Institute of Chemical Industry of Forest Products, Chinese Academy of Forestry; National Engineering Laboratory for Biomass Chemical Utilization; Key Laboratory of Chemical Engineering of Forest Products, National Forestry and Grassland Administration; Key Laboratory of Biomass Energy and Material; Nanjing, 210042, Jiangsu, China.
Key Laboratory of Mollisols Agroecology, Northeast Institute of Geography and Agroecology, Chinese Academy of Sciences, Changchun 130102, Jilin, China.
Carbohydr Polym. 2022 Oct 15;294:119760. doi: 10.1016/j.carbpol.2022.119760. Epub 2022 Jun 22.

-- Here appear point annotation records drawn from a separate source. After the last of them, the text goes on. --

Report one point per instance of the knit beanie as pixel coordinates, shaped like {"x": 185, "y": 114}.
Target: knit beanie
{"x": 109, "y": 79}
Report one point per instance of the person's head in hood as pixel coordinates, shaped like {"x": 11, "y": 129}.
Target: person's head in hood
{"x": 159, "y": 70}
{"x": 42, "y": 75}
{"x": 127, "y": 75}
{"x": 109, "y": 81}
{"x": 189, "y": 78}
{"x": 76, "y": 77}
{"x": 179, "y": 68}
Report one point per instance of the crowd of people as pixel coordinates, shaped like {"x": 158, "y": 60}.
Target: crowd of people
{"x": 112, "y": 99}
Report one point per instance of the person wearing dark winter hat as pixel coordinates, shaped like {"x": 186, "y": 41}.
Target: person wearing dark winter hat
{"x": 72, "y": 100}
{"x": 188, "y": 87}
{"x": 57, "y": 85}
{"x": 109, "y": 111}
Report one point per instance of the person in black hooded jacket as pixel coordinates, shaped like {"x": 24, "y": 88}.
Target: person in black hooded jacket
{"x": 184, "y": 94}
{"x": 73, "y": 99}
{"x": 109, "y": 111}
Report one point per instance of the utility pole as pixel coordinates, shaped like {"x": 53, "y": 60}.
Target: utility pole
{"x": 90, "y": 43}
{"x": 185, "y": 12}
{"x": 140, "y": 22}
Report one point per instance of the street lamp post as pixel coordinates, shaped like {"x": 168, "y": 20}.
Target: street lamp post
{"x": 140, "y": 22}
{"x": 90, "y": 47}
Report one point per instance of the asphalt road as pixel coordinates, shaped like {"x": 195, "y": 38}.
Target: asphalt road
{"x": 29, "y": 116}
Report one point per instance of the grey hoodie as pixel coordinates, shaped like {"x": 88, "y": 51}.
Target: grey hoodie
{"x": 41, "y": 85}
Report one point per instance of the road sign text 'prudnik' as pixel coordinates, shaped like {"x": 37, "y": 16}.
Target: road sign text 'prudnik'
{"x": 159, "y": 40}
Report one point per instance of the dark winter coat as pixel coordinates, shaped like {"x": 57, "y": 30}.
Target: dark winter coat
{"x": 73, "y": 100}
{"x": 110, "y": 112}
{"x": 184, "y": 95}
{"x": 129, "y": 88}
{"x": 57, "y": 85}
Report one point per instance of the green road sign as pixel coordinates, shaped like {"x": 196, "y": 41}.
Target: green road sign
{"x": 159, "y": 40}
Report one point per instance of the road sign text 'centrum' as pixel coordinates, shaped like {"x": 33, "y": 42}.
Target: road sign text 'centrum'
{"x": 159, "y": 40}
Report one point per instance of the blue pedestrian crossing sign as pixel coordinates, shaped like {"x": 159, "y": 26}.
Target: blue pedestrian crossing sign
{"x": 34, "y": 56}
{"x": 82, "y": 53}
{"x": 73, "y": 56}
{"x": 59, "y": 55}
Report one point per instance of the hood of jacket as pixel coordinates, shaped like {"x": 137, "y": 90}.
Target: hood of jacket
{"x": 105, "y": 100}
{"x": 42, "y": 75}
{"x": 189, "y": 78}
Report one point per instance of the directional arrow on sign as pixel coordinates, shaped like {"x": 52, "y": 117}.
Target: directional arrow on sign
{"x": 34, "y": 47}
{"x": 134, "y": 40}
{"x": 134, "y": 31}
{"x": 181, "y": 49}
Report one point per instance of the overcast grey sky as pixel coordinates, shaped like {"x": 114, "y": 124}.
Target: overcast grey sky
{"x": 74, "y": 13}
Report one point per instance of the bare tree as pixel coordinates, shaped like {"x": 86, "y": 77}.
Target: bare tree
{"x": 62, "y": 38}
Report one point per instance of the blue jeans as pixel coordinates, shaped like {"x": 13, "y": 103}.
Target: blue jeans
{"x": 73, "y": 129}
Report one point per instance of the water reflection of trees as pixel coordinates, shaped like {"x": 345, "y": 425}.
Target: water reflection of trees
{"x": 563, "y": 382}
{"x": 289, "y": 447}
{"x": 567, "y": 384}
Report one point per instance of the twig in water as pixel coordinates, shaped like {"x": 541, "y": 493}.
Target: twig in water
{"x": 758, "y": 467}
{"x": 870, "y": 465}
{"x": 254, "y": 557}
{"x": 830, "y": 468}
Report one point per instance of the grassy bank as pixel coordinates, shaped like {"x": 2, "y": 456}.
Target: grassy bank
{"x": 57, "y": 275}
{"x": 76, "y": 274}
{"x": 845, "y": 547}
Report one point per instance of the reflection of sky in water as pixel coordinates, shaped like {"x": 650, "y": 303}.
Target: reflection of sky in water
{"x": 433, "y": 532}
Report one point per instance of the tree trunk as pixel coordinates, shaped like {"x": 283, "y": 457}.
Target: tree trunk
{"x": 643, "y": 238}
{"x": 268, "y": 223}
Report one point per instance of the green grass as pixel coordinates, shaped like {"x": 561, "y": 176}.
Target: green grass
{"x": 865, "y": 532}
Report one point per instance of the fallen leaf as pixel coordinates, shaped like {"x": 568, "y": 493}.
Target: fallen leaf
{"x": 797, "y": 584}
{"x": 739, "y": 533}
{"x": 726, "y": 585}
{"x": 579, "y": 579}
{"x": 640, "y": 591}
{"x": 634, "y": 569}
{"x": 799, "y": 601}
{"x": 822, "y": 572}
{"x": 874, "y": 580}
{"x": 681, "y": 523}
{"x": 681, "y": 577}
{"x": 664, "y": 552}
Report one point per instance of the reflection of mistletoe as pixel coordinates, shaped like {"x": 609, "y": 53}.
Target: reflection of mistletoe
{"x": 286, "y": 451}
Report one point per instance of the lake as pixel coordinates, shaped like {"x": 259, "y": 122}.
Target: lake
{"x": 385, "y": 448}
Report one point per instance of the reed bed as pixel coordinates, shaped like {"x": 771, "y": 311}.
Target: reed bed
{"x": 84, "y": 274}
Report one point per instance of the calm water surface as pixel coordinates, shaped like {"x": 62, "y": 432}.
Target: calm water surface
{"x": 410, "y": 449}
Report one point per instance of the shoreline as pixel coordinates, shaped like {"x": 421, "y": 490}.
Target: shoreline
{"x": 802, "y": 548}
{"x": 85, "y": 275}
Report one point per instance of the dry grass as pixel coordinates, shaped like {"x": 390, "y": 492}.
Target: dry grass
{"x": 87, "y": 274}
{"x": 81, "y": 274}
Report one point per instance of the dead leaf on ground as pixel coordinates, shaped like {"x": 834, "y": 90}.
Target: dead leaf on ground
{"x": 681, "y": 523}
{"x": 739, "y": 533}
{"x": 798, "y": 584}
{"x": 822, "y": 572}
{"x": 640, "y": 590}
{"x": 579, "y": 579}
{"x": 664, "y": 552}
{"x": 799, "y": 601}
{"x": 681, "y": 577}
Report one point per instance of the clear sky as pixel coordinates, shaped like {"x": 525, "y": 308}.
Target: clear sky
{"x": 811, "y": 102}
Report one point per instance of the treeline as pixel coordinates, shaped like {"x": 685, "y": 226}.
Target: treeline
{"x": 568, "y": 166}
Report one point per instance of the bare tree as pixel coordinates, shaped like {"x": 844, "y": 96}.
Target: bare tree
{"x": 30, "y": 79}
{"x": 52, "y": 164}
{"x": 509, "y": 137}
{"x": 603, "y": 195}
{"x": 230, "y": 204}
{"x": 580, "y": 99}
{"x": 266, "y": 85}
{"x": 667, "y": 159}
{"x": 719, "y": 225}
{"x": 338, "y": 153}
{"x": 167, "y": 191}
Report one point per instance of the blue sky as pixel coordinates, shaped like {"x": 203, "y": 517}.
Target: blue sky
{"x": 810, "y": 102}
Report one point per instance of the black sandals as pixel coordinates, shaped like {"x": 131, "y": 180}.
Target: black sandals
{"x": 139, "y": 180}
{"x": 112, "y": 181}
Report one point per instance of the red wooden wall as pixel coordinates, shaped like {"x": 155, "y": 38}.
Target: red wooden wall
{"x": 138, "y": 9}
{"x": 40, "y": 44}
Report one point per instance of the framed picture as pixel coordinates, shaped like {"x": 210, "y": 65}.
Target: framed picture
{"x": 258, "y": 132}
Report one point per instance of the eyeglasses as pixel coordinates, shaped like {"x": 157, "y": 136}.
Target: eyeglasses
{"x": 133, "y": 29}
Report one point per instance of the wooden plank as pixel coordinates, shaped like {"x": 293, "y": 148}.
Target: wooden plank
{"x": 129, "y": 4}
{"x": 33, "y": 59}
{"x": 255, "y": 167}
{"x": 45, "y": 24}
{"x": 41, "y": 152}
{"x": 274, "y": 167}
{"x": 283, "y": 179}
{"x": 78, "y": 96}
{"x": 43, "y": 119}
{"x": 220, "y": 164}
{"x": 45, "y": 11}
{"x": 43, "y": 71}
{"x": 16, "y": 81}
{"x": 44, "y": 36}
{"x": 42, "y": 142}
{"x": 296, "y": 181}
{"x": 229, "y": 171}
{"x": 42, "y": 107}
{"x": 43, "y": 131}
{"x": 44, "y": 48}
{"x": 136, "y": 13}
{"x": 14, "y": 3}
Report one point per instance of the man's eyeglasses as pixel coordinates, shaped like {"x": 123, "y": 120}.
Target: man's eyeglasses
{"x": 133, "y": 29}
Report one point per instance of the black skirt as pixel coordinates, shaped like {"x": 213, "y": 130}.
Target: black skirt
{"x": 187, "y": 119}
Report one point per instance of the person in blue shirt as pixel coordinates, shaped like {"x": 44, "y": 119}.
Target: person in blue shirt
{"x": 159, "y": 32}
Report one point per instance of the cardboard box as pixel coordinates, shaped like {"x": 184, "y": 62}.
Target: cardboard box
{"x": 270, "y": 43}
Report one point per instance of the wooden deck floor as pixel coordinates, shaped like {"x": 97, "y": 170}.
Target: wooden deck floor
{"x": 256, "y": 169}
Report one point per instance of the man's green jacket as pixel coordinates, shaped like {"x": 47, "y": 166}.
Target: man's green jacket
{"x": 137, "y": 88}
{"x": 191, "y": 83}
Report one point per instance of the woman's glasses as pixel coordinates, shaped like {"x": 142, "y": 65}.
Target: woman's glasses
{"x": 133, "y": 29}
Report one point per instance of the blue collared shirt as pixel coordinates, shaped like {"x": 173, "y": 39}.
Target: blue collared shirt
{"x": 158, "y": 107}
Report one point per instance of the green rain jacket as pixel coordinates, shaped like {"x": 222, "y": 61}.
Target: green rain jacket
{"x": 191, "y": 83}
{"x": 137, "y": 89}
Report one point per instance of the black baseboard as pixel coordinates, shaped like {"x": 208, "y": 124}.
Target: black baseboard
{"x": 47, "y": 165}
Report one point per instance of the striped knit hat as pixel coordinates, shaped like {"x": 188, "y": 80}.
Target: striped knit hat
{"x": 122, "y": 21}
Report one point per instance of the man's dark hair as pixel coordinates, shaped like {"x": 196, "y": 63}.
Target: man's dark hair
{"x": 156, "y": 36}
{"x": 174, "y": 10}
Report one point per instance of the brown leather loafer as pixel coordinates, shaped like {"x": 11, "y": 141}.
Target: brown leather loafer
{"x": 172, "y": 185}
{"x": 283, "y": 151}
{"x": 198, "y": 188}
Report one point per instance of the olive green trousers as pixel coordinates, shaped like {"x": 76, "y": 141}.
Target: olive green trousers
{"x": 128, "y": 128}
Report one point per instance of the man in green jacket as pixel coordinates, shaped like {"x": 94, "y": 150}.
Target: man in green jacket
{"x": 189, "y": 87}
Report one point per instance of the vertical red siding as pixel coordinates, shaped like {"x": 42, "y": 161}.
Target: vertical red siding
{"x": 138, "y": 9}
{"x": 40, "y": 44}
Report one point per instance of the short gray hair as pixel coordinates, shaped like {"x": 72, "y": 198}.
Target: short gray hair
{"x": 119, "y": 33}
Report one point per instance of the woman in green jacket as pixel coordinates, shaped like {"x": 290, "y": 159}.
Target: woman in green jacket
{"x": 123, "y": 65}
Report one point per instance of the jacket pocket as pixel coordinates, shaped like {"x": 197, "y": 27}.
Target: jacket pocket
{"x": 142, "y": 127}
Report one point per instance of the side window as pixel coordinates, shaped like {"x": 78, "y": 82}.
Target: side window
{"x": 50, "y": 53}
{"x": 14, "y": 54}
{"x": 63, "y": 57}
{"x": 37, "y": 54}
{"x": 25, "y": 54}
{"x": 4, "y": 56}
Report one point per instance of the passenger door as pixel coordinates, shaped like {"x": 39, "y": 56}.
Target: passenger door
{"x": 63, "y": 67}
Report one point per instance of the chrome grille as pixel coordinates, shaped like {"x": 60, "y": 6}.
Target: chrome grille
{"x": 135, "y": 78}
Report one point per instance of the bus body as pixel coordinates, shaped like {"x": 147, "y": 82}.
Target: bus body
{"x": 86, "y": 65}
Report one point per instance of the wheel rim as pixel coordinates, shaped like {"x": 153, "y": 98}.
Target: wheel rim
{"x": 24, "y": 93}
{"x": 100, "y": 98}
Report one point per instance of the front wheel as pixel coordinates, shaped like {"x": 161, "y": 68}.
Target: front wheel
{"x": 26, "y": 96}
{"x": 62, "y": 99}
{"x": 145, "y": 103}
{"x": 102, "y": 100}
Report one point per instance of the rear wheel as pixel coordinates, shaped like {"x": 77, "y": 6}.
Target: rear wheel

With the development of wearable devices, the fabrication of strong, tough, antibacterial, and conductive hydrogels for sensor applications is necessary but remains challenging. Here, a skin-inspired biomimetic strategy integrated with in-situ reduction has been proposed. The self-assembly of cellulose to generate a cellulose skeleton was essential to realize the biomimetic structural design. Furthermore, in-situ generation of silver nanoparticles on the skeleton was easily achieved by a heating process. This process not only offered the excellent antibacterial property to hydrogels, but also improved the mechanical properties of hydrogels due to the elimination of negative effect of silver nanoparticles aggregation. The highest tensile strength and toughness could reach 2.0 MPa and 11.95 MJ/m, respectively. Moreover, a high detection range (up to 1300%) and sensitivity (gauge factor = 4.4) was observed as the strain sensors. This study provides a new horizon to fabricate strong, tough and functional hydrogels for various applications in the future.
随着可穿戴设备的发展,对于传感器应用而言,制造具有强韧、抗菌和导电性能的水凝胶是必要的,但仍然具有挑战性。在这里,提出了一种与原位还原相结合的皮肤启发仿生策略。纤维素的自组装对于产生纤维素骨架对于实现仿生结构设计至关重要。此外,骨架上的银纳米粒子可以通过加热过程轻松原位生成。该过程不仅为水凝胶提供了出色的抗菌性能,而且由于消除了银纳米粒子聚集的负面影响,还提高了水凝胶的机械性能。最高拉伸强度和韧性分别可达 2.0 MPa 和 11.95 MJ/m。此外,应变传感器的检测范围(高达 1300%)和灵敏度(应变系数= 4.4)都很高。这项研究为未来各种应用制造强韧和功能性水凝胶提供了新的前景。